Произнося все это, Вадим сильно разволновался, и слезы наполнили его глаза. Он не стыдился их, потому что и волнение, и слезы ни были связаны с непривычным откровением в его отношениях с отцом, а были следствием воспоминаний самого трагичного момента его жизни — маминой смерти. Прошло уже три года после этого ужаса, но острота скорби не покидала его, хотя со временем воспоминания стали проявляться реже, чем прежде.
— Да, ты прав.
Ответ отца был короток и прост, и Вадиму подумалось, что, сколько ни говори — сахар, а слаще во рту не станет. Он был прав, что это их сложившиеся отношения, которые никто не в состоянии изменить, и очень скоро еще раз в этом убедился, дав прочитать отцу свою газетную статью и рассказ о маминой болезни и своих переживаниях, с этим связанных.

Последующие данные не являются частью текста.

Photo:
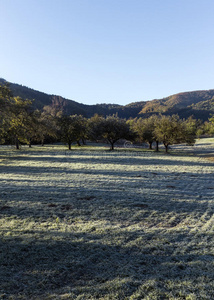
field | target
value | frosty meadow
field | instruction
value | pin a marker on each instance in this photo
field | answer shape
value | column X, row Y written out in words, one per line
column 95, row 224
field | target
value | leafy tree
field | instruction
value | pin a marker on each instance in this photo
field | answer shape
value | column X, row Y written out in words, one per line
column 111, row 129
column 145, row 129
column 73, row 129
column 171, row 130
column 19, row 118
column 5, row 110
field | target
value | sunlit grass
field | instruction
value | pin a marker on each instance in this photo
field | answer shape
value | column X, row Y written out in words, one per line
column 95, row 224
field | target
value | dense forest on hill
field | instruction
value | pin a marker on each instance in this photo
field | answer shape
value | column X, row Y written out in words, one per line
column 199, row 104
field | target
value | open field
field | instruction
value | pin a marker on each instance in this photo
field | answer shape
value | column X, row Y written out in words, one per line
column 95, row 224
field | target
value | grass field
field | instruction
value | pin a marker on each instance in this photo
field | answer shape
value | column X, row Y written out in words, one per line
column 96, row 224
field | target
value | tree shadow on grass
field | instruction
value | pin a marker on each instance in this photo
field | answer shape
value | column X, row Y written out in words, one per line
column 85, row 264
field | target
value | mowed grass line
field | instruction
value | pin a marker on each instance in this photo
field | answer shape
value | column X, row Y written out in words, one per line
column 94, row 224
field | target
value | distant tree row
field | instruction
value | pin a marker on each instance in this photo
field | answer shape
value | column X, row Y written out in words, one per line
column 20, row 124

— Скажи, почему ты молчишь о том, что я давал тебе прочесть? — спросил Вадим у отца в свой последний к нему приезд. — Ведь мне интересно твое мнение как интеллектуала, книгочея.
— Статью я прочитал, а рассказ еще не успел.

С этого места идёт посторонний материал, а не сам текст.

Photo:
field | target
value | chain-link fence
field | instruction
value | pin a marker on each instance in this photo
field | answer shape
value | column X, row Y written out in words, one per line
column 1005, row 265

От этого ответа в Вадиме проснулась прежняя откровенность, но уже на трезвую голову.
— Это продолжение тех отношений, о которых мы говорили с тобой в прошлый раз. Знаешь, если бы хоть пару строк, написанных моим ребенком, напечатали в газете, это стало бы предметом моей гордости, потому что многое из того, что он сегодня говорит и как относится к разным вещам, закладывалось мной с самого его детства. А ты не нашел получаса за целый месяц, чтобы прочитать то, чем живет твой сын. Вот это безразличие и строит наши с тобой отношения.

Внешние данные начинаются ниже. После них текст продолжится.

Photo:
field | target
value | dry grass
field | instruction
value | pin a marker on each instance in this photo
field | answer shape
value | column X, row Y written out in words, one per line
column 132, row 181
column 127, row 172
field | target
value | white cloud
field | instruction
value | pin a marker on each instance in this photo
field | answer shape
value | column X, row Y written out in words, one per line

Высказывая свои обвинения в адрес единственного оставшегося родителя, Вадим был переполнен гаммой противоречивых чувств. С одной стороны, это была жалость к человеку, которому пришлось выслушать столь нелицеприятное мнение своего повзрослевшего сына, и, не дай он ему высказаться, вполне возможно, что на этом их отношения вообще прервутся, ведь ему известно, что Вадим может быть беспощаден ровно настолько, насколько и любвеобилен. С другой стороны, это была непреодолимая потребность перестать лицемерить отцу, делая вид, что проблемы не существует, тем более теперь, когда он осмелился в печати выразить свое собственное недовольство ложью правительственной. Вадим давно усвоил, что пытаться изменить мир можно, только начиная с себя, и добиться правды от окружающих можно, только одарив их своей откровенностью. А зачастую — оглушив ею. Поэтому возникшее чувство жалости не смогло заглушить потребности в этой самой правде. Хотя одновременно с этими чувствами на поверхность сознания пробивалась мысль о том, что абсолютной правды вообще не может существовать и что его правда, которая так дорога и лелеема, его отцу может казаться лишь детской обидой или непониманием его собственного взгляда, который в свою очередь для самого отца является единственно верным. Борясь с подобными противоречиями, Вадим принимал решение настолько честное, насколько и эгоистичное — идти путем своей правды, потому что его жизнь это, прежде всего — его жизнь, и, в конце концов, последний ответ придется держать перед собственной совестью.